A spokesman for the company said Wednesday, “News Corp. has no interest in Turner Broadcasting.”


G.E., however, reaffirmed on Wednesday its continued interest in owning Turner Broadcasting, which it was close to buying as recently as four months ago, though Ted Turner ultimately refused to give up control. Some executives at NBC even suggested that the cash-rich industrial giant might make a run for the newly merged entity, pointing out that late last year G.E. had considered buying 49% of Time Warner, hoping to gain access to the entertainment company’s magazines, movie studios and cable programming to feed its developing on-line business, television network and CNBC cable channel.

Still, there is a strong sentiment that both Levin and Turner have had changes of heart about their strategies and that both see the mutual benefits of joining camps. Under the proposed merger, Turner Broadcasting would be a wholly owned subsidiary and probably would continue to be run by Turner, who would become vice chairman of Time Warner.

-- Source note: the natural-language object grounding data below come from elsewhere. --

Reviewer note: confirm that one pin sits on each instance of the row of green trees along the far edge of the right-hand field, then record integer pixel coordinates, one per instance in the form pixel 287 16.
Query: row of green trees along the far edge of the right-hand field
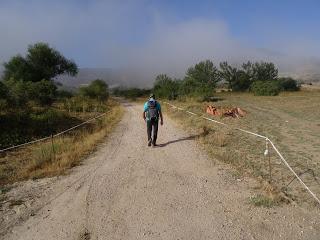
pixel 201 80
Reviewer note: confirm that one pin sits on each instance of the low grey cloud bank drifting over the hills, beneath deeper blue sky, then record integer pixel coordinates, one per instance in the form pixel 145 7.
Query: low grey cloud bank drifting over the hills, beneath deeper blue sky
pixel 135 38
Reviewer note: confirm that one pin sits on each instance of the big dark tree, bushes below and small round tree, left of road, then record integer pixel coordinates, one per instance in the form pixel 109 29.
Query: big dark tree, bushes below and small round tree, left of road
pixel 30 80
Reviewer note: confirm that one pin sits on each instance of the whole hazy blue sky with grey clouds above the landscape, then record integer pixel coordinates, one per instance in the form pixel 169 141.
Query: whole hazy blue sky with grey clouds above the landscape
pixel 164 35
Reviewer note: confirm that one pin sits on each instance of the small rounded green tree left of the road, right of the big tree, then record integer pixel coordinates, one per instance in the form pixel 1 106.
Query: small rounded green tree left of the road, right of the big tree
pixel 97 89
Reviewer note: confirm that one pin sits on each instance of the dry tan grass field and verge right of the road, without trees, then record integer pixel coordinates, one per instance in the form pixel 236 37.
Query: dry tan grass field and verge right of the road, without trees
pixel 290 120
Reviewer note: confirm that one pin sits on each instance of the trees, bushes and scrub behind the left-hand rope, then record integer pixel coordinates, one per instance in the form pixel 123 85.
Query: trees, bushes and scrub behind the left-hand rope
pixel 33 104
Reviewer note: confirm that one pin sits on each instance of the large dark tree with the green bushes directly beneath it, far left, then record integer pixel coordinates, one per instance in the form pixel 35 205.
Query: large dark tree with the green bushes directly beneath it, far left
pixel 31 77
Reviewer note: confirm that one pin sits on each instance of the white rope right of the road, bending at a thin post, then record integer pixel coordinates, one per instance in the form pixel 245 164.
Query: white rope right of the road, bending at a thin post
pixel 268 140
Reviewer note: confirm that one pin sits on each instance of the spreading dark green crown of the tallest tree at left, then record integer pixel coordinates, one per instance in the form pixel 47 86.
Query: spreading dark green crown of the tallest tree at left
pixel 41 62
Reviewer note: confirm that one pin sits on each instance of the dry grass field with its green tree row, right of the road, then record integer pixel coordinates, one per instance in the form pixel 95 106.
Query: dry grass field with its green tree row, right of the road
pixel 276 108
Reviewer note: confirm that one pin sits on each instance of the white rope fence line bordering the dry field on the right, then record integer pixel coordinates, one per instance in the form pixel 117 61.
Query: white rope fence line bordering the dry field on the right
pixel 259 136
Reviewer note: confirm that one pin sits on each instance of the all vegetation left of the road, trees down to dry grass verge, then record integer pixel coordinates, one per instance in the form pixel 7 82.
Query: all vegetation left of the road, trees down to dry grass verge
pixel 33 106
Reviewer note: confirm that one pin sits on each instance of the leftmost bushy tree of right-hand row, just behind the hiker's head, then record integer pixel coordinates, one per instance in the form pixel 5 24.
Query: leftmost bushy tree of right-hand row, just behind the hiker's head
pixel 165 87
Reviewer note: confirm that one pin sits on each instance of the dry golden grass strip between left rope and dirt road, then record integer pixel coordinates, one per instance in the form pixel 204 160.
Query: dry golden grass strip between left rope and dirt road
pixel 54 157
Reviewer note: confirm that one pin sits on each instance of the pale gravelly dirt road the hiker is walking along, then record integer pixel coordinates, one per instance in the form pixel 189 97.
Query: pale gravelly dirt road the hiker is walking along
pixel 130 191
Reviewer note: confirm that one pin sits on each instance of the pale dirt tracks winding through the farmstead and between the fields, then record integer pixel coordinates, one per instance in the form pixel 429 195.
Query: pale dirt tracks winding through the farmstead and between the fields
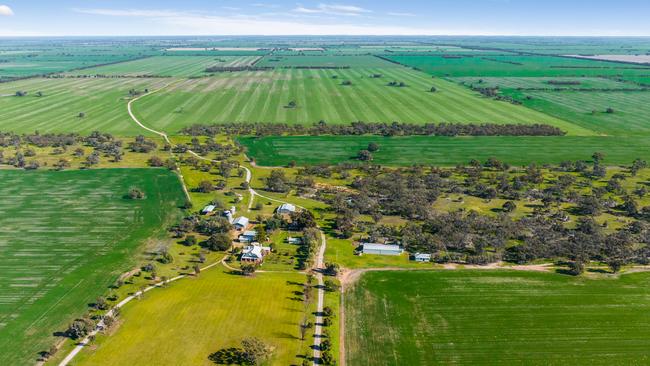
pixel 249 176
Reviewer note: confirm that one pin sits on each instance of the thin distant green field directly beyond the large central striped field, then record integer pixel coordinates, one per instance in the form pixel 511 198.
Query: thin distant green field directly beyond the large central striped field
pixel 325 61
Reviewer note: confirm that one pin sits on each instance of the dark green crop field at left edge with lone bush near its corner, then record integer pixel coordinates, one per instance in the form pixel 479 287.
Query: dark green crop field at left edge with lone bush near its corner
pixel 64 238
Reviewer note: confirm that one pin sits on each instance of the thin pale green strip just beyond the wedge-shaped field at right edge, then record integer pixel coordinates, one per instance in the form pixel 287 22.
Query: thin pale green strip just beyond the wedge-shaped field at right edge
pixel 545 83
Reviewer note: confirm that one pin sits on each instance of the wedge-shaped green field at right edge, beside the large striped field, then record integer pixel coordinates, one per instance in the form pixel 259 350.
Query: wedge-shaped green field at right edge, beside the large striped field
pixel 588 109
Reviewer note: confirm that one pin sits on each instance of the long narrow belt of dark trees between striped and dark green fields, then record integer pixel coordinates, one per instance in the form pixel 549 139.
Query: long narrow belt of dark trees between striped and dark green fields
pixel 379 129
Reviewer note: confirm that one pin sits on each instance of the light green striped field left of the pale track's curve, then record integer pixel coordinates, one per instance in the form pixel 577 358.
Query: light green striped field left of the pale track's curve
pixel 103 101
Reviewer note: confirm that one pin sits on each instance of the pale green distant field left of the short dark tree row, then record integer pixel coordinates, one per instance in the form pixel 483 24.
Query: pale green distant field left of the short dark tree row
pixel 179 66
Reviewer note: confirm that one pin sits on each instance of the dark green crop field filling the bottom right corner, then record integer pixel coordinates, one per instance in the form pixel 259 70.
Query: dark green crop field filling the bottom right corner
pixel 497 317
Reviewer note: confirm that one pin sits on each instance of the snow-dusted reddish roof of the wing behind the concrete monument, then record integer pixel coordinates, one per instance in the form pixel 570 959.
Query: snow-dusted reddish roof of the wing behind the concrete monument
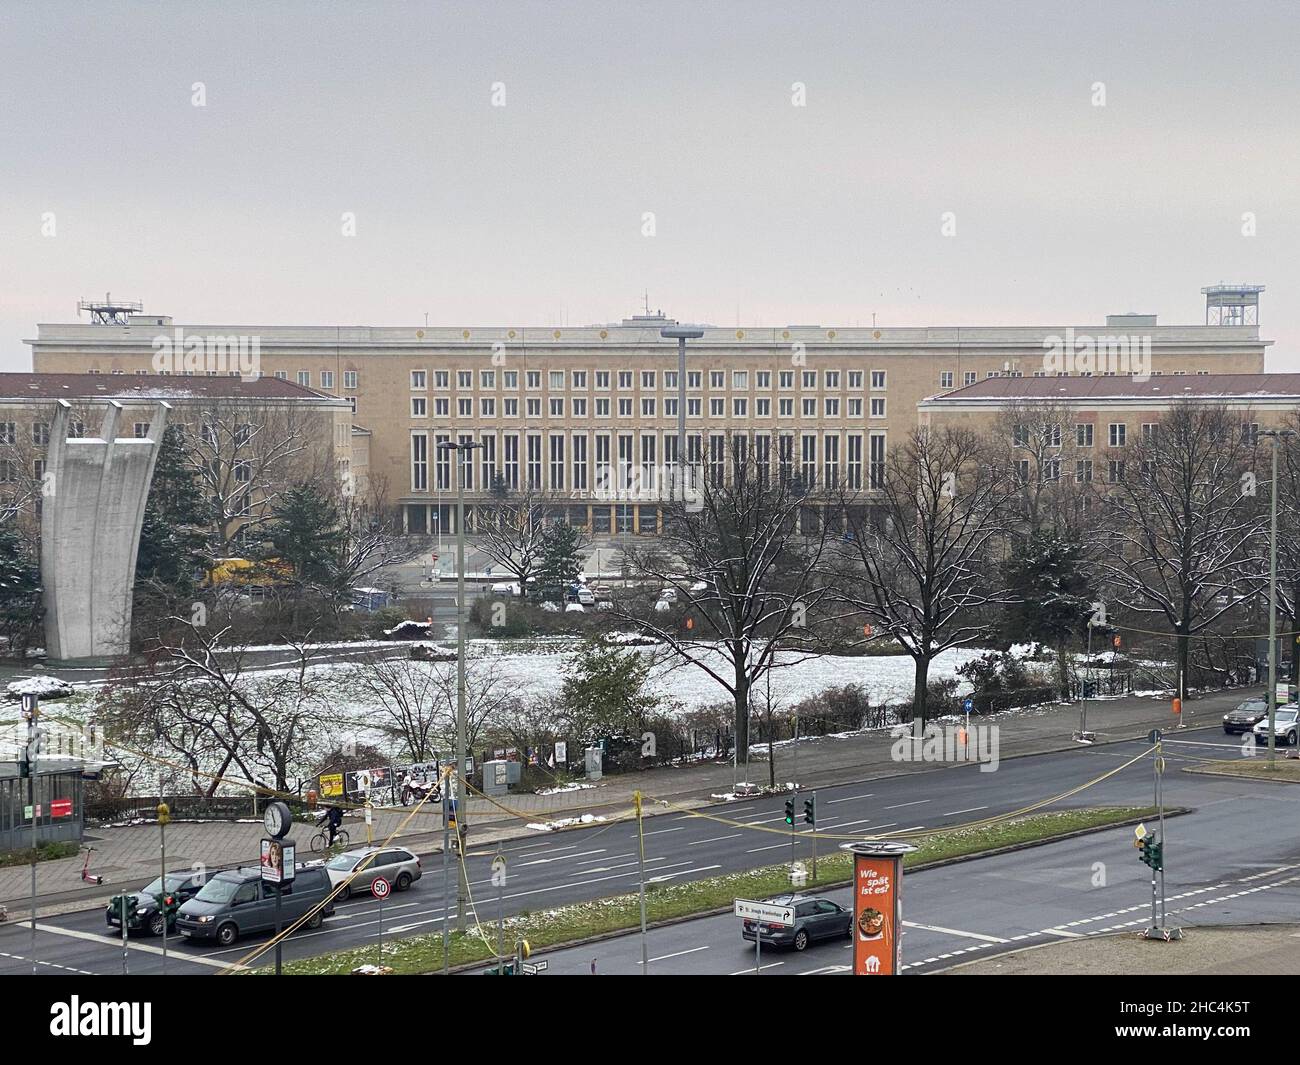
pixel 146 387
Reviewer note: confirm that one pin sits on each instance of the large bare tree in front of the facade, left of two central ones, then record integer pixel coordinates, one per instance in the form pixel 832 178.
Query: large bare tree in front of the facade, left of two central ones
pixel 746 560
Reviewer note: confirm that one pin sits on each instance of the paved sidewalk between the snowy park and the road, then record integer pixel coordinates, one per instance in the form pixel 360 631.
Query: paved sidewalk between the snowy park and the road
pixel 129 856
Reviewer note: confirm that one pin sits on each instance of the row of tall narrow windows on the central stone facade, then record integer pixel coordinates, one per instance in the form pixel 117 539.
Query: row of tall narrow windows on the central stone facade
pixel 640 462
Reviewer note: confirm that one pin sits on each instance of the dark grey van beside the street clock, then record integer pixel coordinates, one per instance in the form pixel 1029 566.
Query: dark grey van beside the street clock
pixel 237 903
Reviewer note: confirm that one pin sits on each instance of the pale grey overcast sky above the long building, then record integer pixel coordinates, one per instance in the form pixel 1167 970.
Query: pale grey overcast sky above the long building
pixel 534 214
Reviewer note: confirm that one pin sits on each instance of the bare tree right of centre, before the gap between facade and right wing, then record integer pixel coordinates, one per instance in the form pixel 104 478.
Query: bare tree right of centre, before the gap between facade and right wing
pixel 921 564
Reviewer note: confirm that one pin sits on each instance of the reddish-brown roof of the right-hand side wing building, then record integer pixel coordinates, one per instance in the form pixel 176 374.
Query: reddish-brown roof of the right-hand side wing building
pixel 999 391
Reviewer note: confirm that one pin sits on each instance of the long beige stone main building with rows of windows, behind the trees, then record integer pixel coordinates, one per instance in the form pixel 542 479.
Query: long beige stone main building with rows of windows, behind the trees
pixel 588 415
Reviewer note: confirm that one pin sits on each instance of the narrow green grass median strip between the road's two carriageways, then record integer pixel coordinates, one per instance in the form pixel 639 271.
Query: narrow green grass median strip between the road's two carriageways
pixel 423 954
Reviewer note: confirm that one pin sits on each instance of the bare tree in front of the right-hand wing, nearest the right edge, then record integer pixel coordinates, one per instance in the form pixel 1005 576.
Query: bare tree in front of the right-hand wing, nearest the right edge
pixel 1184 544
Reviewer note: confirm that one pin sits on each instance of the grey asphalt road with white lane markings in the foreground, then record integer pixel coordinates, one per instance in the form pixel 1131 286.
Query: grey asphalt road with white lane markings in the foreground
pixel 1236 833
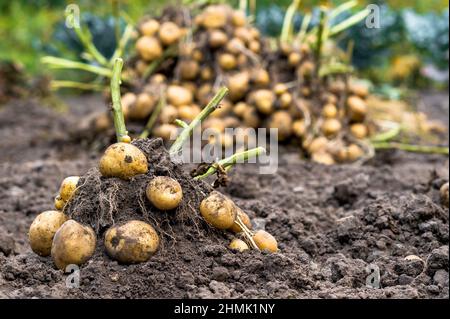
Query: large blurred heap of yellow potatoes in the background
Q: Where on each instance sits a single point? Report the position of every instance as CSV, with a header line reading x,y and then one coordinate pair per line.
x,y
269,87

“For Ted, this is the price of freedom,” said one executive close to Turner. “It’s buy or be bought, and at Time Warner he’s more likely to be able to control his own destiny. Working for Levin is more acceptable for Ted than working for G.E. or Rupert Murdoch, his archenemy.”

Indeed, the interlocking relations between Turner and Time Warner have lately hampered each company’s ability to capitalize on the media merger frenzy. Turner has been trying to assemble the $6 billion needed to make a rival bid for CBS, but has been blocked by Time Warner, which has worried about its own fledgling network and cross-ownership rules that prevent cable companies from owning broadcast stations.

For its part, Time Warner has been stalemated by its mountain of debt, its inability to spin off its cable operations and to sell its 20% equity stake in Turner at a premium price to help it pay down some debt.

The risk, of course, is that Malone and his long-time ally Turner, once they have seats on the Time Warner board, could orchestrate Levin’s ouster. One large shareholder, in fact, said that while a merger removes the threat of a hostile party buying the 15% equity in Time Warner owned by Seagram Co. and overthrowing the management, shareholders might prefer Turner to Levin.

Another scenario that has been making the rounds for several weeks is that Levin might want to head up the cable operation once it is spun off from the company.